Communications and Resiliency on the Grid Edge
Eric Byres, a security expert for industrial and grid communications and IT vendor Belden, noted in an interview last week that redundant communications are critical for defense. In the case of the Metcalf substation incident, the attacker cut fiber-optic cables adjacent to the site in an attempt to sever communications. But PG&E was still able to receive video and motion-sensor alerts from the site in minutes after the shooting started, according to the Wall Street Journal's February article -- an indication that communications weren’t completely disabled.
Even so, “one of the things they did wrong at Metcalf was camera placement,” Byres said -- the cameras were facing inward at the substation, not outward to view attackers. “If you don’t have visibility into what’s going on, you can’t defend yourself. […] As soon as we lose communications, we’ve lost the war -- whatever the war is.”
Belden has its own set of hardened, cyber-secure field communications and IT equipment to sell to utilities that want to beef up their substation perimeter defense, he added. But as for the relatively few sites that FERC and NERC may end up deeming most important, he said, “We have to make sure the ten to fifteen substations in America that are actually critical for the grid to operate are secured like Fort Knox” -- something that may be hard to do without giving away the location of those critical assets to would-be attackers.
Indeed, focusing too much on “guns, guards and gates augmented by cameras, dogs and drones” distracts from the challenge of making the grid itself more resilient to any single point of failure, Erich Gunther, chairman and CTO of grid technology consultancy EnerNex, pointed out in a March article for IEEE’s Smart Grid newsletter.
“By and large, we have designed a very resilient transmission grid with systems that are capable of automatically reacting to equipment damage no matter what its cause, isolating the damage and almost instantaneously routing power to end consumers from other sources,” he wrote. “This type of performance doesn’t happen by accident.”
At the same time, he cited his work with the team that provided electrical security to the Super Bowl this January as a potential guide to how distributed energy resiliency could help maintain broader grid security (as well as preventing a repeat of the 2013 Super Bowl blackout). The team for this year's Super Bowl prepared for “multiple element contingencies by verifying that automated systems are correctly configured, that multiple energy sources capable of supplying the load are available, and that physical assets are properly maintained and monitored,” he wrote.

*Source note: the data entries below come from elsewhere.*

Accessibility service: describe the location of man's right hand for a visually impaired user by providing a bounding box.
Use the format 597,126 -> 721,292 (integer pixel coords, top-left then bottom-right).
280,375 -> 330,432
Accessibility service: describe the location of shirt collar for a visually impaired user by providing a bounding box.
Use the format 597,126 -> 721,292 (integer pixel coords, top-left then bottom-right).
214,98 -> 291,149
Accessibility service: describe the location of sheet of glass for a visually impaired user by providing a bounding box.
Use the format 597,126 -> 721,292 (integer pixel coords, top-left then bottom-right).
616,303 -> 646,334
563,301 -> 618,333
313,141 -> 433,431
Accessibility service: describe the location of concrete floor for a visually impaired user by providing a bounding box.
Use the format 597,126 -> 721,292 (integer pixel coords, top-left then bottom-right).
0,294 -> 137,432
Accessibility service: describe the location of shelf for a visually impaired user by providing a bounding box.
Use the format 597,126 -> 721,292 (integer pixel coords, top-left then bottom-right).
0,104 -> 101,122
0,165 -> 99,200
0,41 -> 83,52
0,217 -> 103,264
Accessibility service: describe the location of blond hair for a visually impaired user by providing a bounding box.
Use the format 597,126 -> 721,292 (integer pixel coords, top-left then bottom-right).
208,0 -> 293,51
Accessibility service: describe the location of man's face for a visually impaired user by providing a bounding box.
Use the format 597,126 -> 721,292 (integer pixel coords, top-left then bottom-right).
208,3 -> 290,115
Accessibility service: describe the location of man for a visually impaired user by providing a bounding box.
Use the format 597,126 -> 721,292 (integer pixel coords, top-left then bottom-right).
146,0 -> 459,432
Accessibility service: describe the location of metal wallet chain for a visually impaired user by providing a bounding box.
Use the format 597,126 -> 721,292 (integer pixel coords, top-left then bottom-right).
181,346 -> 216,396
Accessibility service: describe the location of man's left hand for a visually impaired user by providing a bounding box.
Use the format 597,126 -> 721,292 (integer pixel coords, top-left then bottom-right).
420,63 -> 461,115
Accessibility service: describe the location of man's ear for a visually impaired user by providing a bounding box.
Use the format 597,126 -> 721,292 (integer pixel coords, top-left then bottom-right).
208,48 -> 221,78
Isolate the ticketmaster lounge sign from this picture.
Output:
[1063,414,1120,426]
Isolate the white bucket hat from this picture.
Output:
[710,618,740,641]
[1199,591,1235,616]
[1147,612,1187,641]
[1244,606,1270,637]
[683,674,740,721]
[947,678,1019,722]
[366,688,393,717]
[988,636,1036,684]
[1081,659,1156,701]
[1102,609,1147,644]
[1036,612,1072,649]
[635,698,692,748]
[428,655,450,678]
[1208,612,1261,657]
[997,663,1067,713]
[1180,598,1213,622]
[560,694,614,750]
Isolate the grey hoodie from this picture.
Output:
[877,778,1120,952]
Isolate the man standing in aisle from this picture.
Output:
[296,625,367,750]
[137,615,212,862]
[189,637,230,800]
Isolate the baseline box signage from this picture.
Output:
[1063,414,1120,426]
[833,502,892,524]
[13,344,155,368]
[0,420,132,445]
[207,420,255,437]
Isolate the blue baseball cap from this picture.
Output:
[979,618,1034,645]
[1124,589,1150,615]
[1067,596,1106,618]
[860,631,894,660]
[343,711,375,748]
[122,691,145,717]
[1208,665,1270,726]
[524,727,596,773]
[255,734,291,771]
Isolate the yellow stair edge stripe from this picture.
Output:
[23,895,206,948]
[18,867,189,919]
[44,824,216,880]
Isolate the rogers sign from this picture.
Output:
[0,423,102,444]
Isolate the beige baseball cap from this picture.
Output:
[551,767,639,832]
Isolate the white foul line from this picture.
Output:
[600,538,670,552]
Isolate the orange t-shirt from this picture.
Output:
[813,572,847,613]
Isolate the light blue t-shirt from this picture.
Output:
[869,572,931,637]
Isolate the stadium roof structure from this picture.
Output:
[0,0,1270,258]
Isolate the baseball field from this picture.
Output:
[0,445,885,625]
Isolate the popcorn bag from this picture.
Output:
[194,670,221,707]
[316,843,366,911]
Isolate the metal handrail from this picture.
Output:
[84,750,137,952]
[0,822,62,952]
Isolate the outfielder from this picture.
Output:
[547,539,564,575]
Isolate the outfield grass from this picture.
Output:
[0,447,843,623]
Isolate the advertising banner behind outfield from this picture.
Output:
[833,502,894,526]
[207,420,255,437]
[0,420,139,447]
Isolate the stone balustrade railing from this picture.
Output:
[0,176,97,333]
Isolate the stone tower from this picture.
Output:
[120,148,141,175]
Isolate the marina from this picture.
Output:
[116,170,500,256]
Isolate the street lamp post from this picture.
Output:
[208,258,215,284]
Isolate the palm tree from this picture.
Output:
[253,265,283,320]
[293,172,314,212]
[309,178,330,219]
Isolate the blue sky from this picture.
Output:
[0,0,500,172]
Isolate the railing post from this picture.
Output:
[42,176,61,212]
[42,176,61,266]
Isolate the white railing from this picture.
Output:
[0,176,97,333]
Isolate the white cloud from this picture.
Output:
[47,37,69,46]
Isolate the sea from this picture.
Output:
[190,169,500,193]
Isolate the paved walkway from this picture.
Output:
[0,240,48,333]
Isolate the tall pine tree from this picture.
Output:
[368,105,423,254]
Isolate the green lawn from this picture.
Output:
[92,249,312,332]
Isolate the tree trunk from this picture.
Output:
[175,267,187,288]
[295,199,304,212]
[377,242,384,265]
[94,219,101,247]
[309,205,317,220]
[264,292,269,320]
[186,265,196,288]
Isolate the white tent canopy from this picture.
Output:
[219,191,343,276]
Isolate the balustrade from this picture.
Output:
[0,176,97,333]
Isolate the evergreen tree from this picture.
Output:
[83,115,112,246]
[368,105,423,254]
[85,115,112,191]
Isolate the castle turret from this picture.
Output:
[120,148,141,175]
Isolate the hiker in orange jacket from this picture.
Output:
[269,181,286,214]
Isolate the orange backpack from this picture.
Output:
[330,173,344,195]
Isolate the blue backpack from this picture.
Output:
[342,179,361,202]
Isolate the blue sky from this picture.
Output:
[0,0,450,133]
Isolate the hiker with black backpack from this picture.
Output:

“All of the actions we took to ensure a successful outcome of that event could be employed on the electric power system nationwide to further improve the reliability, resiliency and event response posture,” he wrote. Distributed energy resources, microgrids and other grid edge technologies could come into play in this conceptualization of a grid that’s both guarded like Fort Knox in the middle and capable of independence at the edges.